They make a wonderful summer supper. If it's really hot, have some Sangria, too. It's wonderfully refreshing. Note, the Sangria must be prepared the night before.

Potato Salad with Vinaigrette Dressing

(Kids are so cute. I served this to some friends with their young children; Timmy said he didn't like the potatoes. His mom said, "Timmy, it's vinaigrette - you like vinegar." He thought for a second, then said, "Yeah, but I don't like the 'grette part.")

3 pounds small red new potatoes, sliced 1/4 inch thick (12-15)
1/2 cup white wine vinegar
2 tbsp. olive oil
1 tbsp. lemon juice
2 tsp. sugar
2 tsp. dried oregano
1 tsp. Dijon mustard
1 tsp. salt
1/4 tsp. freshly ground black pepper
1/2 cup finely chopped red onion
1/2 cup black olives, pitted and sliced (optional)

Bring large pot of lightly salted water to boil. Add potatoes. Return to a boil and cook 5-8 minutes or until potatoes are just tender. Drain well. Meanwhile, whisk together vinegar, olive oil, lemon juice, sugar, oregano, mustard, salt and pepper in a small bowl. Turn potatoes into a large plastic food-storage bag. Add onion and dressing to bag; seal. Set bag aside at room temperature for 2 to 3 hours, turning occasionally to distribute ingredients evenly. Add olives; toss gently to coat. Serve at once or refrigerate.

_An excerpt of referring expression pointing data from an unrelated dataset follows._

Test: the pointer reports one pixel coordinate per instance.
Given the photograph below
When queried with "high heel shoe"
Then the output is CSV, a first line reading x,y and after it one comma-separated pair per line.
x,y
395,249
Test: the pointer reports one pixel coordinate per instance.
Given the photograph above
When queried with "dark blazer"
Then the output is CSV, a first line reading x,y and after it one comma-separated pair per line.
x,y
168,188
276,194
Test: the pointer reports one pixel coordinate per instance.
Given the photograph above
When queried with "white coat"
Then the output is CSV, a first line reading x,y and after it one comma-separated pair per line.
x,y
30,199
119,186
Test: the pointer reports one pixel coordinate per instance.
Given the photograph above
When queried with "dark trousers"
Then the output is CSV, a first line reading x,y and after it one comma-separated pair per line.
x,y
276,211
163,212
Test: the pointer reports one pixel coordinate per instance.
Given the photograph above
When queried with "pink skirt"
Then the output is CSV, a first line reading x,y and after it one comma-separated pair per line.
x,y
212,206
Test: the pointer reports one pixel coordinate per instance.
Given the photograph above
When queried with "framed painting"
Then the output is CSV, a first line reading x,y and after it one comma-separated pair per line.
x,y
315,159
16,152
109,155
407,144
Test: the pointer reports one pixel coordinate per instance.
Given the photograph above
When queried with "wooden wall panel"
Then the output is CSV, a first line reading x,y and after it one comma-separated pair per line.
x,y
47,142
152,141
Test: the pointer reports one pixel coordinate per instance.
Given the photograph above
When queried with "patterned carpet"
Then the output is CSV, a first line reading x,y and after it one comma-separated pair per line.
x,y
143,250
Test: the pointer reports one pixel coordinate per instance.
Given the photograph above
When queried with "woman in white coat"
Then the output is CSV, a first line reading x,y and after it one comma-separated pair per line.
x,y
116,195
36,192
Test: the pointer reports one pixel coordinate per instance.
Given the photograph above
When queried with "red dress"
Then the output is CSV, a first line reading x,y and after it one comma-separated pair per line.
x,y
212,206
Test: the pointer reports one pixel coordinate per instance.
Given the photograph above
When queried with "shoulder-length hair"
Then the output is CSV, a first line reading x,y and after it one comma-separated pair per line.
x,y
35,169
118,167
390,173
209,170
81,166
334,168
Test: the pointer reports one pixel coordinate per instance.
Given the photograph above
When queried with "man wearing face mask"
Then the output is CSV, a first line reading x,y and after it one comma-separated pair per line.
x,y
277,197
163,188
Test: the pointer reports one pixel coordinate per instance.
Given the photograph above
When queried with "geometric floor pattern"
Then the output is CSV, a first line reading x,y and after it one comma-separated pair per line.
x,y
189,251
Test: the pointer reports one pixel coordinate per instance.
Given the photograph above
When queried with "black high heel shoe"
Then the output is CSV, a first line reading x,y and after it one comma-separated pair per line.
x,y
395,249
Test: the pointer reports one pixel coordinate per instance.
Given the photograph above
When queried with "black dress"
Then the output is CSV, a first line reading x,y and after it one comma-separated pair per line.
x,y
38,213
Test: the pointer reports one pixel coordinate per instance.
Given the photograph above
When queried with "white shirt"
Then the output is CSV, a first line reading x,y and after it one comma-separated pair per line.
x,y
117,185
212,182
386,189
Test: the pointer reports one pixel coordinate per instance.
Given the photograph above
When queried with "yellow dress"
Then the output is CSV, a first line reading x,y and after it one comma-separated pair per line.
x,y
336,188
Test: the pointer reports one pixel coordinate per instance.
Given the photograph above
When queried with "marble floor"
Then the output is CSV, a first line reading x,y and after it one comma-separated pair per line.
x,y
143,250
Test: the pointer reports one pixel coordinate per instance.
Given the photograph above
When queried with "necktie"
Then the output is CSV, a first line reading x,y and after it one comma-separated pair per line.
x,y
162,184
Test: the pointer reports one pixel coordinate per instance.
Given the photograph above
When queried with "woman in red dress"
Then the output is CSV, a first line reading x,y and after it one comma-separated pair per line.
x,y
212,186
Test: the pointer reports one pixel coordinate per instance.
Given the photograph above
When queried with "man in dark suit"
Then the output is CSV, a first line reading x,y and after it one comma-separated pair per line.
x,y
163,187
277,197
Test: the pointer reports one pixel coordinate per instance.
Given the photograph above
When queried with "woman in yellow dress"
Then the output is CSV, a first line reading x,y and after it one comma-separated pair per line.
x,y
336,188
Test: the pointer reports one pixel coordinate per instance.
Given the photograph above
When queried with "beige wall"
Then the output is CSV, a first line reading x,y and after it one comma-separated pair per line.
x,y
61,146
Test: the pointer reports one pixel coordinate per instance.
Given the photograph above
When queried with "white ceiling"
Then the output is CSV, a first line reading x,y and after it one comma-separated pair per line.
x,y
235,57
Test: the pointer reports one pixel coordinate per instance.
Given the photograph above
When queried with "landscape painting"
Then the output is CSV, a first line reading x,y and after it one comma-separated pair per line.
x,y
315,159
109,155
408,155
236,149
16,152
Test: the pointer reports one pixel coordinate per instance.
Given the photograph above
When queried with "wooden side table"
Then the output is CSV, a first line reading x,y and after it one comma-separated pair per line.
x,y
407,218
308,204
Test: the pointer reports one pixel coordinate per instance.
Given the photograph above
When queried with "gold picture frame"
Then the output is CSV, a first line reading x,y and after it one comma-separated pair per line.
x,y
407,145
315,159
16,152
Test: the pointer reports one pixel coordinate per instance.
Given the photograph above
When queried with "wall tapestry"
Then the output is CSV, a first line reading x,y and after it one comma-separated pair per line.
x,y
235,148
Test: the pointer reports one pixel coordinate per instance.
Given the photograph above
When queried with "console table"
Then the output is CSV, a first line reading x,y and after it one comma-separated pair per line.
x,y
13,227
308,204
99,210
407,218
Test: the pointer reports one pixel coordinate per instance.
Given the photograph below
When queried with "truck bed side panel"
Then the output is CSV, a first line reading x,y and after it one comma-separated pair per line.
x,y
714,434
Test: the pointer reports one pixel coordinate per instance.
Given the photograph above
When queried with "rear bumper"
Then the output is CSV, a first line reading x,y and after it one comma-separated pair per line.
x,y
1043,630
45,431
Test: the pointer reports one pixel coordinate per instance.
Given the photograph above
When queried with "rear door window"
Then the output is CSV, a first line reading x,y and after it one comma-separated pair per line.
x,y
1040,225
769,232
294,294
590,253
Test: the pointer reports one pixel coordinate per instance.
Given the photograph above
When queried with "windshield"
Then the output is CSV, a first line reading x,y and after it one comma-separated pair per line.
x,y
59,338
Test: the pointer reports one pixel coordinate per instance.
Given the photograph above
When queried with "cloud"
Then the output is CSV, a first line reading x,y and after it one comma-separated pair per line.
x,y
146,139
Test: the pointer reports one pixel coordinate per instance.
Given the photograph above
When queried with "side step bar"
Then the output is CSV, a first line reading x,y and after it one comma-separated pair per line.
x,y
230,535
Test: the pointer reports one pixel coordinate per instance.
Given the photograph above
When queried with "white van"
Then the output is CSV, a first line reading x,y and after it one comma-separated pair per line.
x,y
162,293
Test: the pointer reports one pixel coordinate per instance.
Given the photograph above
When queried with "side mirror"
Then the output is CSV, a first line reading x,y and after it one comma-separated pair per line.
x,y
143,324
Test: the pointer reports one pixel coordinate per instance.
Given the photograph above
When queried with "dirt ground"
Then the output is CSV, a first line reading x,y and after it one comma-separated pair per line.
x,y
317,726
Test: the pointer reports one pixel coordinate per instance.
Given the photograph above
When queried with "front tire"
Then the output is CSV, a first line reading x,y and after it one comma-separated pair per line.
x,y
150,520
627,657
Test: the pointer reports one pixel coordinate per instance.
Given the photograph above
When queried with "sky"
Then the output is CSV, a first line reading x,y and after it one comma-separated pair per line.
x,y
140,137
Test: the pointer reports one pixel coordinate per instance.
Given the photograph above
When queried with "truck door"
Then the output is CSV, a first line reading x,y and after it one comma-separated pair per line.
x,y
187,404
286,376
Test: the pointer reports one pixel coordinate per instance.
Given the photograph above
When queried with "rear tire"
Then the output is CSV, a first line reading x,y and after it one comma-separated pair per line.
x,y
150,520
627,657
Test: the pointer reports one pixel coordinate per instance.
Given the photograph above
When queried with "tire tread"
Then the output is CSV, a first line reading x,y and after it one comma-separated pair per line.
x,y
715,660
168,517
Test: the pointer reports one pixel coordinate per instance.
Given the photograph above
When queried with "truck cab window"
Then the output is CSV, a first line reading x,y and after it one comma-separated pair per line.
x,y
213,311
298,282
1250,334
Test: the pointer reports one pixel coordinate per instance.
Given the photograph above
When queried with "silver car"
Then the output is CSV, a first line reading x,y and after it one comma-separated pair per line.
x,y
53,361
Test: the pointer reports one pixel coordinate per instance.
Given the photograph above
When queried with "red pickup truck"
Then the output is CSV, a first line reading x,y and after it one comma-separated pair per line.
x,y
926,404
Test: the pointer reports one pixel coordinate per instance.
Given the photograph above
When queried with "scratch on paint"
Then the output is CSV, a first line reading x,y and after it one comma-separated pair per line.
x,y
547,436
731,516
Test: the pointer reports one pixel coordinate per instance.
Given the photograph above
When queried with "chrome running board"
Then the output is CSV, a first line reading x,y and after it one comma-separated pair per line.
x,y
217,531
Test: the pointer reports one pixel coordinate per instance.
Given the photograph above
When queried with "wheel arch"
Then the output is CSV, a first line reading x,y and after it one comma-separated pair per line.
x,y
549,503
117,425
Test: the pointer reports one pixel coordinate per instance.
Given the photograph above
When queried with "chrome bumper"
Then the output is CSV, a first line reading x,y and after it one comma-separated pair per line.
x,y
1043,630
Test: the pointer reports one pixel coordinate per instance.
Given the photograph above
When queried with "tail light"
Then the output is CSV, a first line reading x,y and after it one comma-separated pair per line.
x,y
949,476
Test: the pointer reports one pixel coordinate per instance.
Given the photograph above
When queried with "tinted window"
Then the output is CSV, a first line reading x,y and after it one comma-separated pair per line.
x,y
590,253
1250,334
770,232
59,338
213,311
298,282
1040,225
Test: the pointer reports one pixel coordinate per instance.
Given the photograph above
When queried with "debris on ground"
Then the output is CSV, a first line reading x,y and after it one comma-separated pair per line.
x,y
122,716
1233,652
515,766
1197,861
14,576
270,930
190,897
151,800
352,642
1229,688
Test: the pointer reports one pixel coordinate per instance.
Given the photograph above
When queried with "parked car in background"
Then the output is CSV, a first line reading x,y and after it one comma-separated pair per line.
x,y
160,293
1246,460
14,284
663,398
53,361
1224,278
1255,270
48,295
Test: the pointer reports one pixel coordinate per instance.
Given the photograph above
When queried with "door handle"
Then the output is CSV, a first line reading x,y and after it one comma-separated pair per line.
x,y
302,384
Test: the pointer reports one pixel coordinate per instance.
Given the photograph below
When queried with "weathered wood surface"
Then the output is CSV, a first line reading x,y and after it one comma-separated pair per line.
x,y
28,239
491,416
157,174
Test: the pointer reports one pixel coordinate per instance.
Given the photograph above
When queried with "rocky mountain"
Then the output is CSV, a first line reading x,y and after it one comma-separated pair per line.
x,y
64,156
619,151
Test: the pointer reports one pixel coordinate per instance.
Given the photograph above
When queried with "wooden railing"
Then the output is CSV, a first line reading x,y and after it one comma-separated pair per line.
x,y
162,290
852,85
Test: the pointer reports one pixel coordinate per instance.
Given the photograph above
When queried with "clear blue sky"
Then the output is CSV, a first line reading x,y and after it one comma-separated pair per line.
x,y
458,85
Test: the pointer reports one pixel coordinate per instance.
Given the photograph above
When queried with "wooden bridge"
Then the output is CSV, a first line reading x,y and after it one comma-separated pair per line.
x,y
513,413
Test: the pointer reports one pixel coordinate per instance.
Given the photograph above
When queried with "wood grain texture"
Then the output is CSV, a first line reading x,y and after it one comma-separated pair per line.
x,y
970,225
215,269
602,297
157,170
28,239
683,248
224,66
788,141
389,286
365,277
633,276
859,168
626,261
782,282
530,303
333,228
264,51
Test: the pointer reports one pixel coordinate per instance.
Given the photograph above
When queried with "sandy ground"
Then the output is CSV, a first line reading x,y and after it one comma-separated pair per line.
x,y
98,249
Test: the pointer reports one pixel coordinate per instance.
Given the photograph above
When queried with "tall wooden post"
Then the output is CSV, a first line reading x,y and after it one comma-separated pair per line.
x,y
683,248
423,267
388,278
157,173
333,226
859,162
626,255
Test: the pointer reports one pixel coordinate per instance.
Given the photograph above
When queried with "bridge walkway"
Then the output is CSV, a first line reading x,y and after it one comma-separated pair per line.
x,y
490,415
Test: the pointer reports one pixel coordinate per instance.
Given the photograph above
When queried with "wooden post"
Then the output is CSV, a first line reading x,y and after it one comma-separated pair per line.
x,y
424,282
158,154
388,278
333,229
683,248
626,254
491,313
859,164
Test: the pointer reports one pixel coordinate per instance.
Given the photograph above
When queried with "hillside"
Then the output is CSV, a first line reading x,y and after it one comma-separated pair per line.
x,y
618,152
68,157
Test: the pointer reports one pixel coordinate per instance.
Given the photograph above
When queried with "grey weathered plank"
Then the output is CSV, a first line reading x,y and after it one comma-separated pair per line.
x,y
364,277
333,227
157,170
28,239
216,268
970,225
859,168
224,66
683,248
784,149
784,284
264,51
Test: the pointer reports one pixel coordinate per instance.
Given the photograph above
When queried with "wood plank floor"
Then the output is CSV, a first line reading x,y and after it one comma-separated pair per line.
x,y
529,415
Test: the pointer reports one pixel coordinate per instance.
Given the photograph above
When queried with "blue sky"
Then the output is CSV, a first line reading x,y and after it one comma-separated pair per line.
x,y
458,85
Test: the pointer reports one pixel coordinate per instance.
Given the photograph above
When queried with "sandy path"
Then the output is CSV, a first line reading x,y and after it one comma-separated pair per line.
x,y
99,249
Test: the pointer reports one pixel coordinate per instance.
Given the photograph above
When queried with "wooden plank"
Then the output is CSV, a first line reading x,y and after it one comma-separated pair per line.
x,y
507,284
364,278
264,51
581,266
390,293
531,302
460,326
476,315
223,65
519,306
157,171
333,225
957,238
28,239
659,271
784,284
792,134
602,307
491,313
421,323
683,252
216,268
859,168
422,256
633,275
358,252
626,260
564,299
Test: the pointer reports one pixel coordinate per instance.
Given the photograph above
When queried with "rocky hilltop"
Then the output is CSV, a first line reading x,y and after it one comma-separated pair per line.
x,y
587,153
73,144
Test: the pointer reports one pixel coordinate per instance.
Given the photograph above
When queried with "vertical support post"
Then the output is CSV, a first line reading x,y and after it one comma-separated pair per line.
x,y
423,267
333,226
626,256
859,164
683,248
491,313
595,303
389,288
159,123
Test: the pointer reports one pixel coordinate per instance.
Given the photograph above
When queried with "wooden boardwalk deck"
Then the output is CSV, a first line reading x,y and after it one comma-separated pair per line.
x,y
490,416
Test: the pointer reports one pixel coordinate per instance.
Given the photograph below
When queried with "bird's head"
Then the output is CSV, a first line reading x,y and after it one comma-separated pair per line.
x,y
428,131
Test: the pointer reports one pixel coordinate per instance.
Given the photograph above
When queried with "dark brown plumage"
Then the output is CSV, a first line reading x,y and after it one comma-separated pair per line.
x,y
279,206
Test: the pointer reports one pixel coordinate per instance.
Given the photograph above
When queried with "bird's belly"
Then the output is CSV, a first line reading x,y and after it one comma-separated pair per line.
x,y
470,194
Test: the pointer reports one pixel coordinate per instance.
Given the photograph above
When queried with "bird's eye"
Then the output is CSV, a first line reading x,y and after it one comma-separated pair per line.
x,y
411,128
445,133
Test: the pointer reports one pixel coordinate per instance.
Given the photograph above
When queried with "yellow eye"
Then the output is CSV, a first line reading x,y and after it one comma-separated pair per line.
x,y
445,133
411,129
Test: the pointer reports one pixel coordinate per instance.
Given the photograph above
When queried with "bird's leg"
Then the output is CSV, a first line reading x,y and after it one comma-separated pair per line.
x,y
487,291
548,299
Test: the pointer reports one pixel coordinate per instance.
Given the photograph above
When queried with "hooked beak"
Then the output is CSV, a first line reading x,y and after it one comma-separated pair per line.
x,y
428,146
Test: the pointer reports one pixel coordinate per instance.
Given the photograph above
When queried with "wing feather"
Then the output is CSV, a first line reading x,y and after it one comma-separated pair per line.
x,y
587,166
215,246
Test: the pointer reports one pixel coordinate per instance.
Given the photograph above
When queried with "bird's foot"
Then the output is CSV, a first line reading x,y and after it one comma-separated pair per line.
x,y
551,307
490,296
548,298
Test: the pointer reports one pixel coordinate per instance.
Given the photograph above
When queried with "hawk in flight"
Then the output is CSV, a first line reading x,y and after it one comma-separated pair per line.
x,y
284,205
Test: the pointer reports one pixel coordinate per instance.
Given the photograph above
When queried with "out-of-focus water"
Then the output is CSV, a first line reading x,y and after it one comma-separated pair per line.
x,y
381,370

Grilled Lemon Chicken Kebabs

2 large garlic cloves, peeled and smashed
1/3 cup olive oil
1/4 cup soy sauce
3 tbsp. fresh lemon juice
2 tbsp. balsamic vinegar
1 tbsp. Worcestershire sauce
1 lb. boneless, skinless chicken breast, cut into 2-inch pieces
2 medium red, yellow or green bell peppers, or a combination, cut into 2-inch pieces
1 medium onion, peeled, cut into wedges, and separated into pieces

In a shallow glass or ceramic bowl, combine garlic, oil, soy sauce, lemon juice, vinegar and Worcestershire. Add chicken and vegetables, stirring to coat. Cover and refrigerate one hour, stirring occasionally. Meanwhile, soak 6 bamboo skewers in water for 20 minutes. Alternately thread peppers, onion and chicken pieces onto skewers. Broil or grill kebabs, brushing well with remaining marinade, 5 minutes on each side.

Sangria

1 lime
1 orange
1 lemon
1 bottle rose wine
3 tbsp. Grand Marnier, or other brandy (not flavored)
1 to 2 tbsp. sugar
6 ounces soda water

Wash and thinly slice lime, lemon and orange. Place into a large pitcher and pour in the wine, brandy, and sugar. Stir well; let stand in refrigerator overnight. Before serving, fill pitcher with ice, add soda water, and stir.